Una risata di sabbia sorgerà all’aprire la porta
dall’angolo della paura, un inno
er l’inverno finale, e le voci
di chi se n’è andato tempo fa salteranno come cavallette
all’aprire la porta.
Aspettaci, aspettaci un momento
mentre ci asciughiamo un momento
che nelle nostre impronte abbiamo
un lamento imprudente
e un uccello di ceramica…
e attento alle collane sul soffitto
Perché non accendi la luce
o te la godi seduto
a osservare quei frutti per terra
La tua voce nella mia stanza logora il silenzio
il silenzio dei vasi
il silenzio degli scaffali
il silenzio dello scrivere
il silenzio delle luci
e il silenzio della sopravvivenza
che ho raccolto per anni
con la pazienza di chi sta solo col giardino d’estate
o di chi recupera assenza
l’assenza
che non la smette mai.
Buio
Il buio ha un buco
con spazio sufficiente per una mano,
nera, con cinque dita e un braccio
Il buio ha una casa,
infestata dai morti,
che riseppelliscono i loro segreti tra i mattoni
Il buio uccide le voci
che mimano dalle rocce,
soffocate dalle ortiche del fondo del pozzo
E un lamento,
un duro grido di protesta,
s’alza dal buio cuore del legno.
©riproduzione riservata
Nota
di Stefano Strazzabosco
Ghassan Zaqtan è uno dei poeti palestinesi più noti e riconosciuti all’estero. Nato nel 1954 a Beit Jala, vicino a Betlemme, ha vissuto in Giordania, Siria, Libano, Tunisia e attualmente risiede a Ramallah, in Cisgiordania. Ha pubblicato una decina di raccolte di poesia – tra cui un’importante antologia tradotta negli Stati Uniti per la Yale University Press -, quattro romanzi e un’opera teatrale. Sostenitore del movimento di resistenza palestinese, Zaqtan è stato editore della rivista letteraria dell’OLP, “Bayader”, del giornale di poesia “Al-Soua’ra” e della pagina letteraria del quotidiano di Ramallah “Al-Ayyam”. Fondatore e direttore della Casa della Poesia di Ramallah, Zaqtan è stato anche Direttore Generale del Dipartimento di Letteratura ed Editoria del Ministero della Cultura palestinese.
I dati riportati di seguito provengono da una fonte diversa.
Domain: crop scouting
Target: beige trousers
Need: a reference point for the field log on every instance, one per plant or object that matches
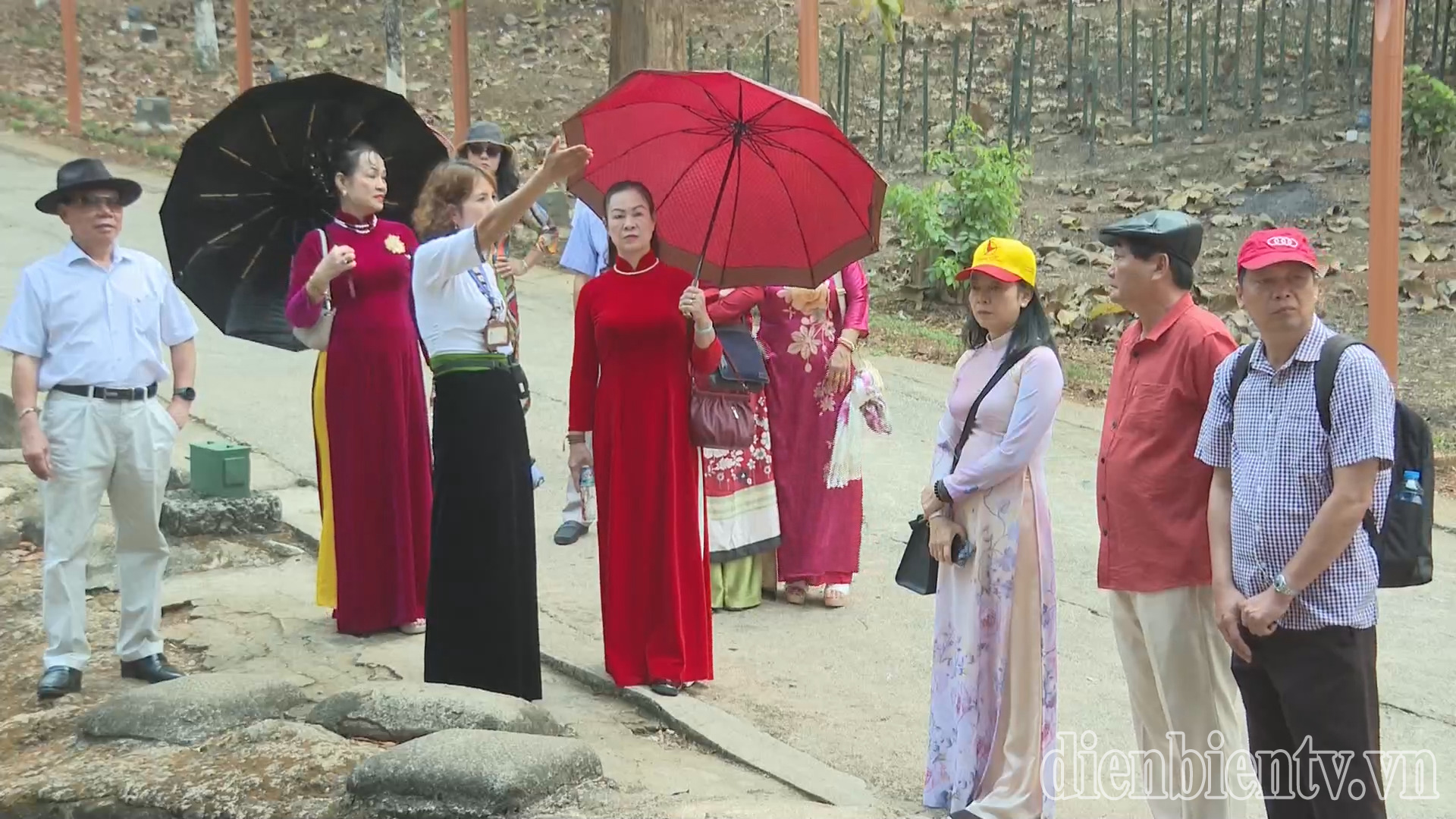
(1178, 681)
(124, 449)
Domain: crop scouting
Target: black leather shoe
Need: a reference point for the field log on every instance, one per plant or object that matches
(58, 681)
(150, 670)
(570, 532)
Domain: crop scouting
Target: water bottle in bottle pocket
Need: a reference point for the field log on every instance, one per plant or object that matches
(587, 488)
(1411, 488)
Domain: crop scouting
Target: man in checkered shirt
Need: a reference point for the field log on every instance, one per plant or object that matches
(1293, 572)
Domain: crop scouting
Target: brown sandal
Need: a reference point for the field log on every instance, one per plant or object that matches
(795, 594)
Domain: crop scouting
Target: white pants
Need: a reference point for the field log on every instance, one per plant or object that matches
(1178, 679)
(573, 512)
(123, 447)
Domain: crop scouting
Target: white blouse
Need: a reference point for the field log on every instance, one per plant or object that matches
(456, 295)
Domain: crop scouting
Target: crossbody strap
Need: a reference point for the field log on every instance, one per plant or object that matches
(324, 243)
(970, 416)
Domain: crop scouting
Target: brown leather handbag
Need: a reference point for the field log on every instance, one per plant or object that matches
(720, 419)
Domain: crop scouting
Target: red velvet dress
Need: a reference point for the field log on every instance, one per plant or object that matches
(372, 431)
(629, 385)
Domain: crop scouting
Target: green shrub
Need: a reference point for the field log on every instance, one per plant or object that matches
(977, 199)
(1430, 115)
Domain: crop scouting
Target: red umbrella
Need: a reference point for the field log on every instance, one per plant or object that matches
(752, 186)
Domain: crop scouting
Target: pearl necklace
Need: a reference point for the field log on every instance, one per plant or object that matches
(360, 229)
(635, 271)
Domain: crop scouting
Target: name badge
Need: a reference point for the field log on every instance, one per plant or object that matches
(497, 335)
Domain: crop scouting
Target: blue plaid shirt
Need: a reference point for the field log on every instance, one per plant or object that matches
(1282, 464)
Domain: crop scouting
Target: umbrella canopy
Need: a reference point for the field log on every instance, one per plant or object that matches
(254, 181)
(752, 186)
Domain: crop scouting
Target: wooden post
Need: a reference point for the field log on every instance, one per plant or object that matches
(204, 37)
(1385, 183)
(72, 46)
(808, 50)
(394, 49)
(243, 36)
(459, 69)
(647, 34)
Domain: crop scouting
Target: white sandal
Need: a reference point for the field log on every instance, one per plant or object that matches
(836, 595)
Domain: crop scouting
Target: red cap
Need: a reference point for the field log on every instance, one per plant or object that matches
(1276, 245)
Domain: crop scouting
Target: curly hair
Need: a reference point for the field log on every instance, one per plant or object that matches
(449, 184)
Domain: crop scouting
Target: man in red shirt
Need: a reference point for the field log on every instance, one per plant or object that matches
(1153, 516)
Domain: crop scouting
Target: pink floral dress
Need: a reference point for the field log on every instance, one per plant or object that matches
(993, 679)
(820, 528)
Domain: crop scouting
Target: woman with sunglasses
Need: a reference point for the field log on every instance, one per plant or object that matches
(485, 148)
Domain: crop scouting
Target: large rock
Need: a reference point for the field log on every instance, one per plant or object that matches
(185, 515)
(190, 710)
(400, 711)
(469, 774)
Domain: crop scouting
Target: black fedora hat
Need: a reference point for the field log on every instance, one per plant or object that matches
(488, 133)
(86, 175)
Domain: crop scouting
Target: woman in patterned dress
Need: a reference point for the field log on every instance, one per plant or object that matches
(743, 507)
(810, 335)
(993, 675)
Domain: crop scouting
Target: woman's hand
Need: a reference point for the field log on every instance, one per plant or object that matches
(513, 268)
(840, 368)
(338, 261)
(563, 164)
(943, 535)
(929, 503)
(579, 457)
(695, 306)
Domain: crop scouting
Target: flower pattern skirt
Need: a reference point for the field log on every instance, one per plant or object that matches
(993, 673)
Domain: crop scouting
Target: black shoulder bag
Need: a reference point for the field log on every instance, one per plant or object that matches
(918, 570)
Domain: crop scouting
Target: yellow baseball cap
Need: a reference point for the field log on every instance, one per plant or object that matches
(1005, 260)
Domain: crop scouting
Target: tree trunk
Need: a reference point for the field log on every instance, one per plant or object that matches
(204, 37)
(647, 34)
(394, 49)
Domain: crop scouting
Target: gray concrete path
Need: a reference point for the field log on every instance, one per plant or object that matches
(846, 687)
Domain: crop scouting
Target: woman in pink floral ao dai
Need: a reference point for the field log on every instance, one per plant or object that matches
(993, 679)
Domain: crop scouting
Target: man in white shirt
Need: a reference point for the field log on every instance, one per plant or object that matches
(585, 254)
(86, 328)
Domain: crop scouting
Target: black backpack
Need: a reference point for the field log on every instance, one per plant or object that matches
(1404, 547)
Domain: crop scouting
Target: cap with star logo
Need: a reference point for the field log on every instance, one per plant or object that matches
(1003, 260)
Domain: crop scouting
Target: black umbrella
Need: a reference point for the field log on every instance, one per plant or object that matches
(255, 181)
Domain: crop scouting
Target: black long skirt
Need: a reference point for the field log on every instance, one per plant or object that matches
(482, 629)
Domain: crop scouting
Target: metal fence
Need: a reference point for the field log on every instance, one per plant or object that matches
(1139, 72)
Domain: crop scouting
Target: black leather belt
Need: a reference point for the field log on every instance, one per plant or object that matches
(109, 392)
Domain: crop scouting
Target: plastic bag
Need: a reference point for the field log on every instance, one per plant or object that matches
(862, 410)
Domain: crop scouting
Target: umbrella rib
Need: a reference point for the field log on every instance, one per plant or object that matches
(733, 219)
(799, 221)
(274, 140)
(231, 231)
(827, 175)
(623, 155)
(251, 167)
(683, 175)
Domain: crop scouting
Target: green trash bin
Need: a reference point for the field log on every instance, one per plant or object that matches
(221, 469)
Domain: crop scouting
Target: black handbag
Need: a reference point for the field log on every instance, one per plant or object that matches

Le poesie che qui si presentano, tradotte dall’inglese e dallo spagnolo (ma scritte in arabo), danno conto della mescolanza di fatti personali e pubblici di cui si nutre la scrittura di Zaqtan, muovendosi in un’aria rarefatta da sogno o da incubo ma tenendo sempre ben presente la realtà della sua gente, costretta all’esilio, alla lotta e alla morte da decenni.
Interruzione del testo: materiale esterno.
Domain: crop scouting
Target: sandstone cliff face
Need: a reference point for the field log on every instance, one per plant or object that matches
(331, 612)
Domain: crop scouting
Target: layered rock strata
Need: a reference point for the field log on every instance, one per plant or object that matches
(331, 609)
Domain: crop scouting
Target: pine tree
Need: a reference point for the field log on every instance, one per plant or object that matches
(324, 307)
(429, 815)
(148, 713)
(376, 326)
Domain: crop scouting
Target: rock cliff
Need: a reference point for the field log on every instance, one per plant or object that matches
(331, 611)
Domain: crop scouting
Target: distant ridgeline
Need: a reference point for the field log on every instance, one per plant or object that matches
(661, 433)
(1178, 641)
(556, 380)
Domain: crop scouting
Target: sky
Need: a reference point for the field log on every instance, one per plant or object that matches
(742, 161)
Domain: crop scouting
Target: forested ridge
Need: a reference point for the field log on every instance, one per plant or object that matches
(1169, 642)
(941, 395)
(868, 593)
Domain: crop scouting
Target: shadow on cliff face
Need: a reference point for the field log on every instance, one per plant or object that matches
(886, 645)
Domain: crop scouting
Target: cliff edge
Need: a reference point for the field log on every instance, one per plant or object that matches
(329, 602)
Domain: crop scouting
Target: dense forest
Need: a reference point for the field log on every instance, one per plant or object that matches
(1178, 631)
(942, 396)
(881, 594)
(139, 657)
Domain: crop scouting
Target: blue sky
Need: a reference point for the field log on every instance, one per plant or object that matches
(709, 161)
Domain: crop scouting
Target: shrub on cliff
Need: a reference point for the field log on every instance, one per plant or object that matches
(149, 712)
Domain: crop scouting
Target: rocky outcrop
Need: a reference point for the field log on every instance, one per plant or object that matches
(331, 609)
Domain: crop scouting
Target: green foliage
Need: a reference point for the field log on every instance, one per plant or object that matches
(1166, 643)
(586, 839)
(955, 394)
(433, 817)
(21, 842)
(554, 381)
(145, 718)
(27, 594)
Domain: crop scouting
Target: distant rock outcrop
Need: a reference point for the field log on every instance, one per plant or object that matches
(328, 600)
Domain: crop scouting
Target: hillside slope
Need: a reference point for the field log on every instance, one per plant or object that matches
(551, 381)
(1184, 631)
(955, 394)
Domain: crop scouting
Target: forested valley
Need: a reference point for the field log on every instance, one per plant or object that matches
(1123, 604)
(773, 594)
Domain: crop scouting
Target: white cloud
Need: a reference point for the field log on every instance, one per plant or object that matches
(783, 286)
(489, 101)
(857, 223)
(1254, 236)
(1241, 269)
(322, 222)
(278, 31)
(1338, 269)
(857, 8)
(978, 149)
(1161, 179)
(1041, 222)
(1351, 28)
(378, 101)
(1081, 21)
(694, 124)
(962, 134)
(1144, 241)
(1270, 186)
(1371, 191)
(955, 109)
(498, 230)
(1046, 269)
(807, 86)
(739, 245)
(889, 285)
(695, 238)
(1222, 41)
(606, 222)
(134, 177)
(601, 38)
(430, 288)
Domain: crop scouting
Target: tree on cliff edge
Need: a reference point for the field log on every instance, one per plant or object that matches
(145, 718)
Zaqtan usa la memoria e la poesia come armi politiche: “visto che questi posti sono così incerti, che anche la nostra vita qui è così incerta, dobbiamo proteggere la nostra storia personale. Un intero popolo ha perso il suo futuro, ha perso la sua terra. E ovviamente la poesia è uno dei mezzi più potenti per arrivare alla gente. È per questo che i poeti sono stati i primi a ricordare al nostro popolo la sua identità”. Un’identità che in questi testi sembra fatta soprattutto di morti, perdite, assenze, mancanze, partenze, desolazione e macerie, ma in cui vibrano anche la resistenza, la dignità e la memoria, appunto.
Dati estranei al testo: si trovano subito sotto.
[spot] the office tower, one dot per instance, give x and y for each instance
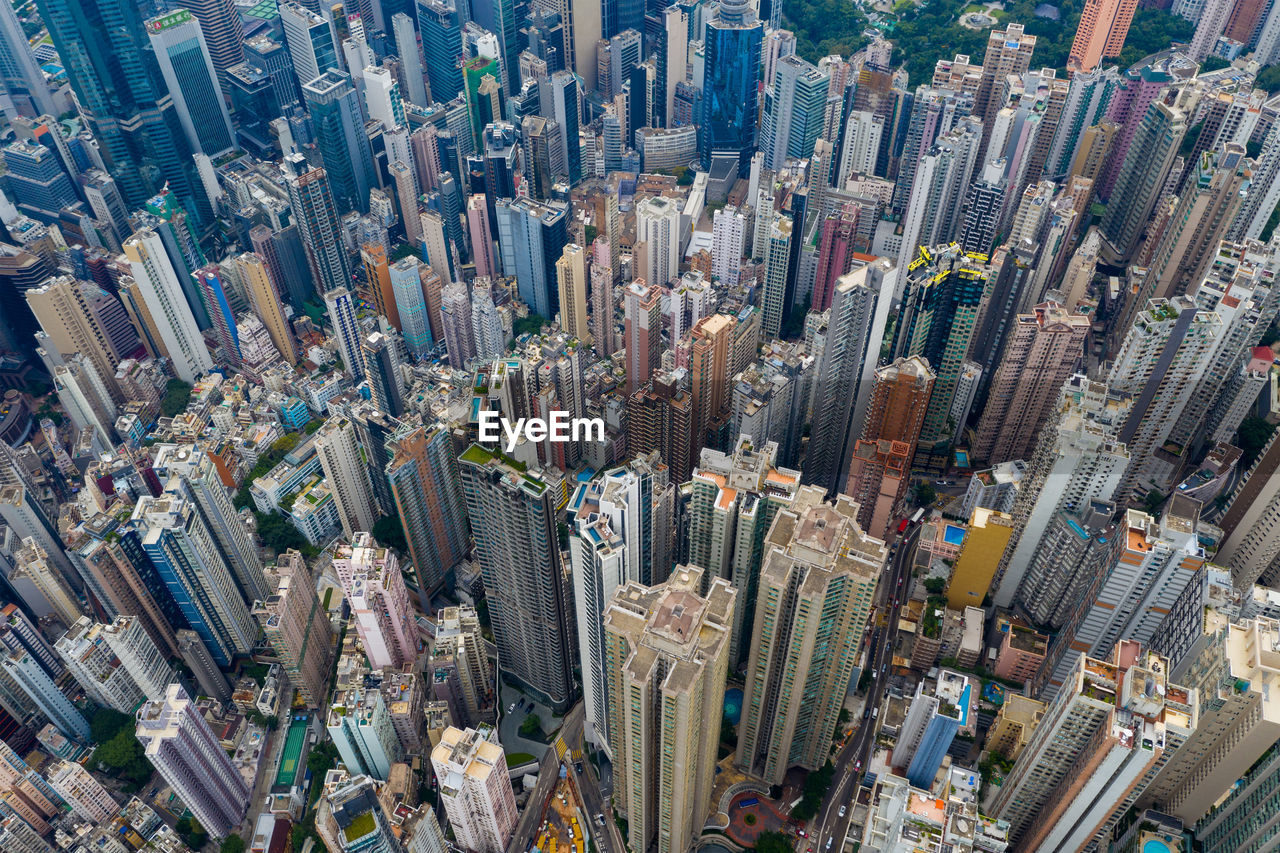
(531, 237)
(373, 583)
(160, 291)
(378, 277)
(346, 327)
(1009, 51)
(1153, 565)
(641, 332)
(118, 665)
(855, 327)
(728, 232)
(423, 474)
(338, 126)
(881, 464)
(62, 308)
(1042, 352)
(440, 27)
(310, 41)
(312, 203)
(297, 626)
(1197, 224)
(731, 69)
(83, 793)
(571, 279)
(458, 328)
(1142, 176)
(191, 760)
(940, 708)
(813, 601)
(347, 474)
(200, 483)
(1078, 459)
(457, 635)
(475, 788)
(31, 679)
(265, 301)
(383, 373)
(132, 119)
(19, 73)
(1101, 32)
(190, 77)
(196, 573)
(520, 561)
(407, 290)
(776, 300)
(938, 320)
(658, 228)
(794, 109)
(666, 658)
(624, 528)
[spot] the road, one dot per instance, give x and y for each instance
(831, 826)
(588, 787)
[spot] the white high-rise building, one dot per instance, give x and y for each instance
(728, 235)
(117, 664)
(172, 318)
(658, 228)
(188, 756)
(347, 475)
(475, 788)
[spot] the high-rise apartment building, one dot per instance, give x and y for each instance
(374, 585)
(1042, 352)
(191, 80)
(297, 626)
(520, 560)
(188, 756)
(813, 601)
(666, 658)
(173, 325)
(880, 470)
(117, 664)
(475, 788)
(423, 474)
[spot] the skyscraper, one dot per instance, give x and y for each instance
(641, 332)
(731, 72)
(531, 237)
(133, 121)
(297, 626)
(520, 559)
(318, 220)
(338, 126)
(190, 758)
(666, 658)
(813, 602)
(475, 788)
(347, 474)
(192, 82)
(159, 288)
(1042, 354)
(373, 583)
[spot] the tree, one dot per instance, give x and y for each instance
(389, 530)
(772, 842)
(177, 395)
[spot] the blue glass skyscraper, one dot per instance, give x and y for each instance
(731, 77)
(122, 95)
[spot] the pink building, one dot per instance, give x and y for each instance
(371, 582)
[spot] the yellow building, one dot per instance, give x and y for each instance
(976, 566)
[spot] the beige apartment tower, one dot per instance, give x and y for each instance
(666, 660)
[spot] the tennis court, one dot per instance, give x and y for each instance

Laicamente, pazientemente, con la forza dello scacco permanente, con la bellezza e l’intensità della parola, Zaqtan cerca e trova nella poesia quella giustizia che è negata a lui e al suo popolo, fedele all’esempio del maestro e amico Mahmoud Darwish, scomparso prematuramente nel 2008.
Oltre che in inglese e in spagnolo, Ghassan Zaqtan è stato tradotto anche in francese, in tedesco, in italiano e in norvegese.
1 Merkava: il principale carrarmato dell’Esercito israeliano.